The top priorities of most academic institutions focus on publications, certifications, rankings, third-party funding, and the organisation of educational offers. These are the objectives that generate the most career-oriented return of investment for each researcher. I’ve never heard anyone report that their university counted research mentoring among these top priorities. Consequentially, investing resources into research mentoring simply does not pay off. Even for those who are convinced that research mentoring is critical to the mission of a university, resources will be strictly limited. How do you still generate an impressive research experience for your students?
Helping a final academic project to turn into a memorable experience for a student takes time and effort. In a setting where these resources are largely not available for the job at hand, we need to place at least one – if not two – levers to generate more space for this mission.

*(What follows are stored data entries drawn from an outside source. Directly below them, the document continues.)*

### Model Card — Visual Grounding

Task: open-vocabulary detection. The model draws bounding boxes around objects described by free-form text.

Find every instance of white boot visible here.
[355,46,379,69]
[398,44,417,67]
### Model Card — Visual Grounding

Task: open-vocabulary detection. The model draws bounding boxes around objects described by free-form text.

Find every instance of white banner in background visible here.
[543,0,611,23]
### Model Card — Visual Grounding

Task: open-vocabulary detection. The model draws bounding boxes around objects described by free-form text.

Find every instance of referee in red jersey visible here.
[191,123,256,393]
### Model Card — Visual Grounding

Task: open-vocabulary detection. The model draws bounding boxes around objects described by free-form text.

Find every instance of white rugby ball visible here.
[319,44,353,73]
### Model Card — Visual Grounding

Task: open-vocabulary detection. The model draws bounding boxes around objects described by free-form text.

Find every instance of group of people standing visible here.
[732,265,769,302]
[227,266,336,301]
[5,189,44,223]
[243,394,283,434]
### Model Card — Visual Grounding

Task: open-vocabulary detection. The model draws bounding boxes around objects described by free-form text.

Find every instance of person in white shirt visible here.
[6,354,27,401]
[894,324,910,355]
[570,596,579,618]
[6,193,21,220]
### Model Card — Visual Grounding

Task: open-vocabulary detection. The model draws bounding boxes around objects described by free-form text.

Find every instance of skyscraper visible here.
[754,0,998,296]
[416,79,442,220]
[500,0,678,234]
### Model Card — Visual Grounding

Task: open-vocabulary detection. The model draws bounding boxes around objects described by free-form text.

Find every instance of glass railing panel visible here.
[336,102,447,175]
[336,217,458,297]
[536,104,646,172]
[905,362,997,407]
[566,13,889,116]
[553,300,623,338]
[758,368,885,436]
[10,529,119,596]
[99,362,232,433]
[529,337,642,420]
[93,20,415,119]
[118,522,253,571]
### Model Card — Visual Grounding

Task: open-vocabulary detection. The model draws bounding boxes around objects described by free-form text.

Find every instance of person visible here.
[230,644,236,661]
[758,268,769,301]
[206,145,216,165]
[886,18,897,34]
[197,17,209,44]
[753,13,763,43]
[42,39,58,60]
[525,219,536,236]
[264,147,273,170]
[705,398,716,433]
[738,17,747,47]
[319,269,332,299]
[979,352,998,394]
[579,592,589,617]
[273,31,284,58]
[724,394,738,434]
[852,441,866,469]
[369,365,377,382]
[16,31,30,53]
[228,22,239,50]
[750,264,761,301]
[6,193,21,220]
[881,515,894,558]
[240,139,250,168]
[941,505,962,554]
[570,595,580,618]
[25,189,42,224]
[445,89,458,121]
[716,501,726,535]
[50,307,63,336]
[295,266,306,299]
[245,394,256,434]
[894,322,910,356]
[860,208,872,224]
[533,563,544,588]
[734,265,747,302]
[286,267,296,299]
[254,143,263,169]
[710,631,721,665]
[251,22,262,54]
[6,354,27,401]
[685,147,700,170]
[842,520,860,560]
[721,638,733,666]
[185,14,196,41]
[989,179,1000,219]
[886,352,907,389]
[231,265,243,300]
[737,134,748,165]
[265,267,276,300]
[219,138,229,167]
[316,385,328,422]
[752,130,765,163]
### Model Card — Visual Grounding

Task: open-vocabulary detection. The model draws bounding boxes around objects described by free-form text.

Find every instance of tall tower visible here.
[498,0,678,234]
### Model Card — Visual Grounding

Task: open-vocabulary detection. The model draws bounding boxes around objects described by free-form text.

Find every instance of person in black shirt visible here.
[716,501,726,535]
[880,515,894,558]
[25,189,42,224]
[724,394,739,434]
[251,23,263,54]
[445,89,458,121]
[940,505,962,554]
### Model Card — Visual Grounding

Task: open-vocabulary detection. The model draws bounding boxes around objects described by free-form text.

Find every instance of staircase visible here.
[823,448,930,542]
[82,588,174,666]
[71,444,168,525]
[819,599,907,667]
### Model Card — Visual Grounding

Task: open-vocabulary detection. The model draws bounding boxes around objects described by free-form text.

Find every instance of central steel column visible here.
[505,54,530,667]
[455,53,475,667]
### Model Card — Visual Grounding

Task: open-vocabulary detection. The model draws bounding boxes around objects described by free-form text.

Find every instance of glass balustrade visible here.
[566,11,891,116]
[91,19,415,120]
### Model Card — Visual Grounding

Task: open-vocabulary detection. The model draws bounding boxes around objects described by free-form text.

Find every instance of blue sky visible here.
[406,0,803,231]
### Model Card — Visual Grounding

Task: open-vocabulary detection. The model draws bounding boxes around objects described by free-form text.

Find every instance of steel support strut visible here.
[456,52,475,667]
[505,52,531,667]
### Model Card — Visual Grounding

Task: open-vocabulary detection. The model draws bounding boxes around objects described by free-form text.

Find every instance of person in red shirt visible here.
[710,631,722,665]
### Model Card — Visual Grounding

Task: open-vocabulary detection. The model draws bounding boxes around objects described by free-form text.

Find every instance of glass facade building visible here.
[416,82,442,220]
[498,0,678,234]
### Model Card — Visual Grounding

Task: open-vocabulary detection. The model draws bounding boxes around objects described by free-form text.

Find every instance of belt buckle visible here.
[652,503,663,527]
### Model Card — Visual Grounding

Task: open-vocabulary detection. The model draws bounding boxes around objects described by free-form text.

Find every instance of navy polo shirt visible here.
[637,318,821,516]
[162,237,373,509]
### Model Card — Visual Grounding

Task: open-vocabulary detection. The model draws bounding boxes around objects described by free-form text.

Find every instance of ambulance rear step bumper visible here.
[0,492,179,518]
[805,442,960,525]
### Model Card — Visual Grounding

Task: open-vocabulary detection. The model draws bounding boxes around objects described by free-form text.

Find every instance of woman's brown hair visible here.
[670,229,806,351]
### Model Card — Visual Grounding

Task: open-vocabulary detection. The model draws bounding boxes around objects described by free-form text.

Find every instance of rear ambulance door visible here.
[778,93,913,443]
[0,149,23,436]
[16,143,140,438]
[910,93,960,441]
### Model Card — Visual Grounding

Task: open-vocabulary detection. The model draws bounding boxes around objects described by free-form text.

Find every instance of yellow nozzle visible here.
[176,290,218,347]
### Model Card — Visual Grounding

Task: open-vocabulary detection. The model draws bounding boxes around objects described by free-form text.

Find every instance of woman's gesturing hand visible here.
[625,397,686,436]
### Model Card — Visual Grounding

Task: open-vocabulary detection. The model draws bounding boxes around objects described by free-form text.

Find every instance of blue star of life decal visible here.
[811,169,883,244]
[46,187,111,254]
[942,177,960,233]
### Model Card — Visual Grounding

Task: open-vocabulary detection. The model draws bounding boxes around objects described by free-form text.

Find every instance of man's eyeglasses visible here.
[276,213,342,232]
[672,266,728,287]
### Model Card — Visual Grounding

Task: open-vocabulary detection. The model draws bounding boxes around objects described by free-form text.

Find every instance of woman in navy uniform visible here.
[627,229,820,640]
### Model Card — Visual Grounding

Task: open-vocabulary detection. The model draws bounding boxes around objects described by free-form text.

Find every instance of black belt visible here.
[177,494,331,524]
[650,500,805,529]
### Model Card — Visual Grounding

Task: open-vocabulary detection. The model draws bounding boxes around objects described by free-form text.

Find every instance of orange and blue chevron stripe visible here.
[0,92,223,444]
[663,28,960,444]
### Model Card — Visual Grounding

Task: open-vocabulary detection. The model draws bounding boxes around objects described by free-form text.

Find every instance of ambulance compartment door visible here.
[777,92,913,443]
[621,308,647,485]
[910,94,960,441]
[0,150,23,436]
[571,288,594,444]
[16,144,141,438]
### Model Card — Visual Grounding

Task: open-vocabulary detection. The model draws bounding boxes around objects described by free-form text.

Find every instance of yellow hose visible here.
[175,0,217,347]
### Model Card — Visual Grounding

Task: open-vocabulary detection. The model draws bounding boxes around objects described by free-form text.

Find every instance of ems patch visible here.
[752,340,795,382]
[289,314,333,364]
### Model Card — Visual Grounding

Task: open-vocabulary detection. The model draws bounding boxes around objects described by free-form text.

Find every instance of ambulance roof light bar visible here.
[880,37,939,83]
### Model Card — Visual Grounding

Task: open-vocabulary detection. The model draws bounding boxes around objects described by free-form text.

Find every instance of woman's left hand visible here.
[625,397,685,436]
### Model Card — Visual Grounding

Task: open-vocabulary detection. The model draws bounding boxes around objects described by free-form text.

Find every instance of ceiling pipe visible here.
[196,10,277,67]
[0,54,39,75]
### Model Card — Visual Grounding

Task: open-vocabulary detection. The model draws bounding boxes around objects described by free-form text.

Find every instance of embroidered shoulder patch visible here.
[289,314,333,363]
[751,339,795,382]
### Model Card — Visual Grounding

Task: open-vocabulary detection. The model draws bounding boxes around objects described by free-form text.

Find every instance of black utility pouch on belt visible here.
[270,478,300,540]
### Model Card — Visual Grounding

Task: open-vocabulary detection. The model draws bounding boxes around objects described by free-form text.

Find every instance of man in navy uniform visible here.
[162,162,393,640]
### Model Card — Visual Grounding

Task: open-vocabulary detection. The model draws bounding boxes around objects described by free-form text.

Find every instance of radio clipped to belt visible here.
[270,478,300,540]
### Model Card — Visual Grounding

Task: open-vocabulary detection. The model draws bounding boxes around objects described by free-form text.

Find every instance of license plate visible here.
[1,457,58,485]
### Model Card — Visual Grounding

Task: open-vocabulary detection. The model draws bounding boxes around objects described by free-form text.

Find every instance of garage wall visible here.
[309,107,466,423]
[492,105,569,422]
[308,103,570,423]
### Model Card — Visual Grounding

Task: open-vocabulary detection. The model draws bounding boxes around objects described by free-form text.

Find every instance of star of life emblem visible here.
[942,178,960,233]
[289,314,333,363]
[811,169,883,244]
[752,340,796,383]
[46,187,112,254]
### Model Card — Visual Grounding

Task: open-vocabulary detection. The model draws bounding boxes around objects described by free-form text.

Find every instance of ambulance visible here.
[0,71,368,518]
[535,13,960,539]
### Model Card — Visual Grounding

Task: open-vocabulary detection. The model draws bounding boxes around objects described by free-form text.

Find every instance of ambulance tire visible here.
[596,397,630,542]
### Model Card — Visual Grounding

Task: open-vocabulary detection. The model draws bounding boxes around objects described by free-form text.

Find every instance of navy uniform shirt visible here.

The first lever we can use is to increase our efficiency as mentors. This can be achieved just like many other instances of increasing efficiency through digitalization. The idea is to scale those parts of the job that do not particularly benefit from manufacturing manually each time, and to free up space and time for those parts of the job that do benefit from individual handling. The former might be instances of repetitive instruction and general guidance on methodology, procedure, and technicalities. Everything that serves as a useful thought to many students can be scaled. The latter might be critical instances in which students need conscious and customized support in specific situations – instances that cannot be scaled. By this differentiation alone, we will likely be able to free up and shift an estimate of 50% of resources to those critical student research instances that truly require our attention.
The second lever deals with the perceived priority of student research at our institutions. At universities that consider their student research as a necessary process part that requires supervising, little value and much cost is associated with student research. At universities that discovered how much value resides in student research, this equation shifts to provide the value side a greater weight. This does not automatically mean that universities suddenly put mentoring student research on top of their priorities list, but the topic might advance from the large pool of “other topics” university leadership needs to keep running. All of a sudden, university leadership might discover the strategic value of enabling and highlighting their graduates’ successes – and not in an award for one person, but in the breadth of great contributions achieved. Here, university leadership is the key actor to influence and wake to the potential of a regularly unused resource.
Instead of attempting to fit high-quality mentoring into a minuscule resource budget, let’s rather attack the issue on both sides: Let’s become more efficient by setting up scaling mentoring systems for our students on one hand and try to rally our university to take student research more seriously by highlighting our students’ research contributions for our universities.
This episode of the Thesis Thursday concludes the series of posts on the matter of challenges for students and academics with student research. Student research is a critical outcome of every student’s academic journey. Often, it is their final touchpoint with academia. This is why their experience with research matters so much: their experience during their final thesis will determine their evaluation of research and the likeliness of their application of research methodology in their professional life. Students who leave university without a conviction that academic conduct and research methodology matters cannot be counted as successes for our academic community. Each and every talent matters here. For future generations to stand on the shoulders of giants, we need more new, young giants to emerge. This is our challenge.